[Date Prev][Date Next][Thread Prev][Thread Next][Date Index][Thread Index]

RE: Last Call: RADIUS Support For Extensible Authentication Protocol(EAP) to Informational



Overall, I agree with Glen's comments and would therefore recommend that
the paragraph in question be removed from RFC 2869bis, and that a separate
document be developed to specify RADIUS retransmission behavior in more detail.
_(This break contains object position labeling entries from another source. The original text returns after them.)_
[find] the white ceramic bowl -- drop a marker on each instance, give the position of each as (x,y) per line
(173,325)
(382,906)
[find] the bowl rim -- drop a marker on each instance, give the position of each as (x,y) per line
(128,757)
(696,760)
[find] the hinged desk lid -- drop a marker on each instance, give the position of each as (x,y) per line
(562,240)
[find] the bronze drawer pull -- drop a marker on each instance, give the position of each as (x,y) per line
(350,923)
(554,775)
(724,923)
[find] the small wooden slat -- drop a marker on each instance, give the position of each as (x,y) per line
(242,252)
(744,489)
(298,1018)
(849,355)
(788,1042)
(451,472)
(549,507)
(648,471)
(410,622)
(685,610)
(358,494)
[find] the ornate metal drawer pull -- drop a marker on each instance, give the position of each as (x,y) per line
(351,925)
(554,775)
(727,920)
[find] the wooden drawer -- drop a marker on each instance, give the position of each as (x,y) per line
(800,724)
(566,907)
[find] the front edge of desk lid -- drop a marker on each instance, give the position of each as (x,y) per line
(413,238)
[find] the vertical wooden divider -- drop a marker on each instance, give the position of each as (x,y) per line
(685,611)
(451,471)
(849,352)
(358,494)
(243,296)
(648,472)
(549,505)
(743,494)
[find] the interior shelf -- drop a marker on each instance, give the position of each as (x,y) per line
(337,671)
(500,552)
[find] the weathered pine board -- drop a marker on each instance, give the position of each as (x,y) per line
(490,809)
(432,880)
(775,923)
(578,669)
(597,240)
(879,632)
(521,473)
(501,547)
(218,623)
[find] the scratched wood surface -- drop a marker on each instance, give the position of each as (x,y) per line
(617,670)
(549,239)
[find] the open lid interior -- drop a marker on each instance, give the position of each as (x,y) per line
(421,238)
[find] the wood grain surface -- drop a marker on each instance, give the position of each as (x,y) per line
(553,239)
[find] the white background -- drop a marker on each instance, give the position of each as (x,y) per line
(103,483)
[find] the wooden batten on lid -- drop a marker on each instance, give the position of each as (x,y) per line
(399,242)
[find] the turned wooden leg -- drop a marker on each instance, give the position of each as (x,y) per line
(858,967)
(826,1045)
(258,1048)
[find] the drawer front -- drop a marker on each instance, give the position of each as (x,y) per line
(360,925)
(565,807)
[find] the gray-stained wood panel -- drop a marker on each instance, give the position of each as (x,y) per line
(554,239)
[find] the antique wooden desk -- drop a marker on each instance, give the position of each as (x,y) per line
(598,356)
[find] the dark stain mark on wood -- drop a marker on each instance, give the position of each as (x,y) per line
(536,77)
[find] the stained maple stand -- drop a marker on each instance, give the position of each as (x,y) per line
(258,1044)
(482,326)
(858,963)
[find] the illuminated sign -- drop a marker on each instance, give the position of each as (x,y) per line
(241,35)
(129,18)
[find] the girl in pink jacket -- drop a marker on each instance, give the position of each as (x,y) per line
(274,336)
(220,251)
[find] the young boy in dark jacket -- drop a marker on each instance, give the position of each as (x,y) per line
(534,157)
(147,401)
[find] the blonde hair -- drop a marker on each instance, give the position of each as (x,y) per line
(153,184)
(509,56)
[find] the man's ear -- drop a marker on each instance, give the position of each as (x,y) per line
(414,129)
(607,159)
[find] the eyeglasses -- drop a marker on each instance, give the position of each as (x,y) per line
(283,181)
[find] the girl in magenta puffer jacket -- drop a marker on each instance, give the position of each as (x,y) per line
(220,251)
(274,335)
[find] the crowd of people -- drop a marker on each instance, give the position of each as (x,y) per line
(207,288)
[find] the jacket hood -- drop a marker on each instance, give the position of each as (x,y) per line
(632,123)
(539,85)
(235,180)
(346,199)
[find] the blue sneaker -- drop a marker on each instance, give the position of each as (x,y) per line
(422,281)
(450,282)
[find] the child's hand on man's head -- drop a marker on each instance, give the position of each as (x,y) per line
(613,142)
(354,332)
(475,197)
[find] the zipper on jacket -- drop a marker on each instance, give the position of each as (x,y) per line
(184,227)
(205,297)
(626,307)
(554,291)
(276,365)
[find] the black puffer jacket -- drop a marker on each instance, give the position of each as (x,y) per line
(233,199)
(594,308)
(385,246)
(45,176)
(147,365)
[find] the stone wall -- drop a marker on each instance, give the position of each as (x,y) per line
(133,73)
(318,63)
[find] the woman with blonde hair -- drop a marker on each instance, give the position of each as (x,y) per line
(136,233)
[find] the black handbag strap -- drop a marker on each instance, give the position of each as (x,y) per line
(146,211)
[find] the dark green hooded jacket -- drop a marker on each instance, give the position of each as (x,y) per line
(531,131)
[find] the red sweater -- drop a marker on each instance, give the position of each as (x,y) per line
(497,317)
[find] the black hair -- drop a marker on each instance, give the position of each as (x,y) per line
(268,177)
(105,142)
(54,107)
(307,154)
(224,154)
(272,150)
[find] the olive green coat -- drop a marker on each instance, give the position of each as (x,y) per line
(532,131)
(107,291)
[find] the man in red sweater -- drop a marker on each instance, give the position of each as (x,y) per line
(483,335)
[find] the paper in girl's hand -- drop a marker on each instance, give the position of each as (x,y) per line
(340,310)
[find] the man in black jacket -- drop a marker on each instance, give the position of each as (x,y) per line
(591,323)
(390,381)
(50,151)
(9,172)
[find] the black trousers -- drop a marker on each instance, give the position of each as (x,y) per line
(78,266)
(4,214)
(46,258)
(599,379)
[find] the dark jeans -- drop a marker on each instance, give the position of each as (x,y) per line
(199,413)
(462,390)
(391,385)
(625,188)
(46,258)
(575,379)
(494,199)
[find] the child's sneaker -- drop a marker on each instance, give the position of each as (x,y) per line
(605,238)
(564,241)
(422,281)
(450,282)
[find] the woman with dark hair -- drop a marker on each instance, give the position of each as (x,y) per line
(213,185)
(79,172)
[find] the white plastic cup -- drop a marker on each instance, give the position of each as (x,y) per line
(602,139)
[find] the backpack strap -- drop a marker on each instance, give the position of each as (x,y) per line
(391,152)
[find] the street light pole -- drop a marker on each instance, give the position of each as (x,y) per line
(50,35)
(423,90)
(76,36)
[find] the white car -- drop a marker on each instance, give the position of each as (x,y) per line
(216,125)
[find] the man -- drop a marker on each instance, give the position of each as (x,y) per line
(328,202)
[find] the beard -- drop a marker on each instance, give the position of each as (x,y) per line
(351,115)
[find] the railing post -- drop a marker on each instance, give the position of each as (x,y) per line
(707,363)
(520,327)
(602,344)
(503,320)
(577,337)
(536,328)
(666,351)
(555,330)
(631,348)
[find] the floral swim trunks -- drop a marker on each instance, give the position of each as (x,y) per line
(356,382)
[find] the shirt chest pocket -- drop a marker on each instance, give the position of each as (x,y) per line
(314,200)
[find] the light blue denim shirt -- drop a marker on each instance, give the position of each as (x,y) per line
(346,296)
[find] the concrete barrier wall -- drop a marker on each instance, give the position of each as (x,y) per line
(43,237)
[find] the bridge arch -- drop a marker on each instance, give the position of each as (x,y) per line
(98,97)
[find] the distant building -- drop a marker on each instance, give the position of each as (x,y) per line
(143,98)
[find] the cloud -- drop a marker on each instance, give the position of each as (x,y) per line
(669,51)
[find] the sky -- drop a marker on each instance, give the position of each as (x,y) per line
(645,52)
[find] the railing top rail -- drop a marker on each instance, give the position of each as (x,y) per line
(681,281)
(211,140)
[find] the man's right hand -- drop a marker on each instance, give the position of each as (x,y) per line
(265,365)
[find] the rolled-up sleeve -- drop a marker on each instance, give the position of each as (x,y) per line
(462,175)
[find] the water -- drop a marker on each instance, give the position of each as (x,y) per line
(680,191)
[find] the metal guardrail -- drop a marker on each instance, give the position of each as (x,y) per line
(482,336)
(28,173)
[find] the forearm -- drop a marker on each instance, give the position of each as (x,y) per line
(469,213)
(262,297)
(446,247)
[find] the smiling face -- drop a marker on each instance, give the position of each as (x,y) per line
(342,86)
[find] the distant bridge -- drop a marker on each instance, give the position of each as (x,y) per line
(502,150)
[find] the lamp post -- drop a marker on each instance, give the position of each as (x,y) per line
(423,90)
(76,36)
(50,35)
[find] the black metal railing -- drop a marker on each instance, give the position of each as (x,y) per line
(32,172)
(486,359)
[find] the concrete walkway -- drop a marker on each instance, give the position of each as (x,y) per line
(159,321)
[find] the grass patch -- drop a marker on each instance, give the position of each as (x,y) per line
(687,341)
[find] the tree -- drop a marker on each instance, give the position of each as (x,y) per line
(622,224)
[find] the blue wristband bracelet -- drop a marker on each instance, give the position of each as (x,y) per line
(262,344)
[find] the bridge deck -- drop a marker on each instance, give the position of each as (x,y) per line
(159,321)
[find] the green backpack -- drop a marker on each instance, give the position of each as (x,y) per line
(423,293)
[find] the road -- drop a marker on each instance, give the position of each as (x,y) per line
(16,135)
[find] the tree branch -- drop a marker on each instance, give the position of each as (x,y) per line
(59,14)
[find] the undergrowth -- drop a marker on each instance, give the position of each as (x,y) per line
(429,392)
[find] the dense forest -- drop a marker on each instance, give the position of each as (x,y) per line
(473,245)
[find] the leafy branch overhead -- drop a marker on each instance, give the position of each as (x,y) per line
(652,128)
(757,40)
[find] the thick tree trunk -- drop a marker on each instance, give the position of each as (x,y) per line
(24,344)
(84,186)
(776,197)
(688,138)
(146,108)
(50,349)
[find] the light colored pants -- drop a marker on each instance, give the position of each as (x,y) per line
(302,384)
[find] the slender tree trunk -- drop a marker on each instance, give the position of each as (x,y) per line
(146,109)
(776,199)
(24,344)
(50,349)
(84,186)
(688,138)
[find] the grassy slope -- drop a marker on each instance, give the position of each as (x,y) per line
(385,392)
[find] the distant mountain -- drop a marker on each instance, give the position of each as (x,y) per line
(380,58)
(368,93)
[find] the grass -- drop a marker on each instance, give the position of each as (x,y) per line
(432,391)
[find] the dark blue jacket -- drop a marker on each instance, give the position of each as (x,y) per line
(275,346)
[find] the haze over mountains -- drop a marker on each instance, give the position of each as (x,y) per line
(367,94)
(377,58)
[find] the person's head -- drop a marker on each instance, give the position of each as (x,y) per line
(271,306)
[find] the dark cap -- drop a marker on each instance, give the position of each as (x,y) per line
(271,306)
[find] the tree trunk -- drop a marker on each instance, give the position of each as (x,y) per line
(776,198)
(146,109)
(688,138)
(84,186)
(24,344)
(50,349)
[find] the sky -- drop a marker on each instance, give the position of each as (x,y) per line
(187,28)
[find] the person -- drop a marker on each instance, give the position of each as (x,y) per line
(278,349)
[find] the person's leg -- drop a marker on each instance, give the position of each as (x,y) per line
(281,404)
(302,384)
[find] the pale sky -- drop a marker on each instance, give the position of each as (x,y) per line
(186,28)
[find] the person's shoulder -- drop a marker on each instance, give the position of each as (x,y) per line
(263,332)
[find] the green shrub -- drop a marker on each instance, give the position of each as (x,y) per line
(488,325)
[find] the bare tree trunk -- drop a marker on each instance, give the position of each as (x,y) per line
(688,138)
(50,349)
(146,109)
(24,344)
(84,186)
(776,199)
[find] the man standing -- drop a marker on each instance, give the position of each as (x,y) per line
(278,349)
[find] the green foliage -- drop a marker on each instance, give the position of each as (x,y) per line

> the TCP RTO algorithms are designed to prevent network congestion, which
> (though it may occur) is not the problem we're trying to solve here,
> which I think might be better modeled as a server resource contention
> problem.

The basic principle embodied in the TCP RTO algorithms is "conservation of
packets" -- that a new packet should not enter the network until there is
reason to believe that another packet has left it. Both a server resource
contention problem and congestion manifest themselves in terms of increased
delays and packet loss, and so it seems to me that the principle applies
in both cases -- and can be addressed dynamic timeout estimation, backoff
and jittering.

> Furthermore, the problem is not specific to EAP-over-RADIUS;
> in the situation mentioned above, the same behavior would be observed
> regardless of the authentication protocol in use.  This fact suggests
> that a solution to the problem (presupposing that a protocol-based
> solution is reasonable) should be published as an update to RFC 2865,
> rather than RFC 2869.

I agree with Glen that the problem can occur with any RADIUS
usage (authentication or accounting), and therefore is not specific to
RADIUS/EAP.  It therefore would be best to handle this as a separate
document.

> There are other reasons why the RFC 2998 algorithms are inappropriate
> for use with RADIUS. Some are mentioned in RFC 2865 (section 2.4);

Section 2.4 mentions that TCP is too aggressive in terms of
retransmission.  However in practice we are seeing RADIUS client
implementations that are much *more* aggressive than TCP. For
example, one RADIUS client from a well known vendor has a default RTO of 1
second with no backoff.  Several thousand of these clients recently
caused a service outage on our network after a network-wide password
reset resulted in a RADIUS server overload.  Since the clients did not back off
(or jitter)  the result was extremely high load as clients kept retrying
EAP authentication without success, hammering the servers until we had to
change the network-wide configuration to bring the network online again.

The other thing mentioned in section 2.4 is that faster failover is
desired than what TCP would provide.  It seems to me that RTO
estimation and failover are orthogonal issues so that doing dynamic RTO
estimation and backoff need not adversely affect failover algorithms.

> others include an initial TMO that is likely to be too short in
> situations where one or more RADIUS proxies are traversed, the large
> granularity of the timers specified and the deterministic nature of the
> algorithms used which in the worst case could result in all the clients
> firing repeated salvos of requests in lockstep (not a good way to reduce
> instantaneous server loading!).

I agree that jitter is required here, and that the initial RTO might be
set to a higher value (say, 5 seconds).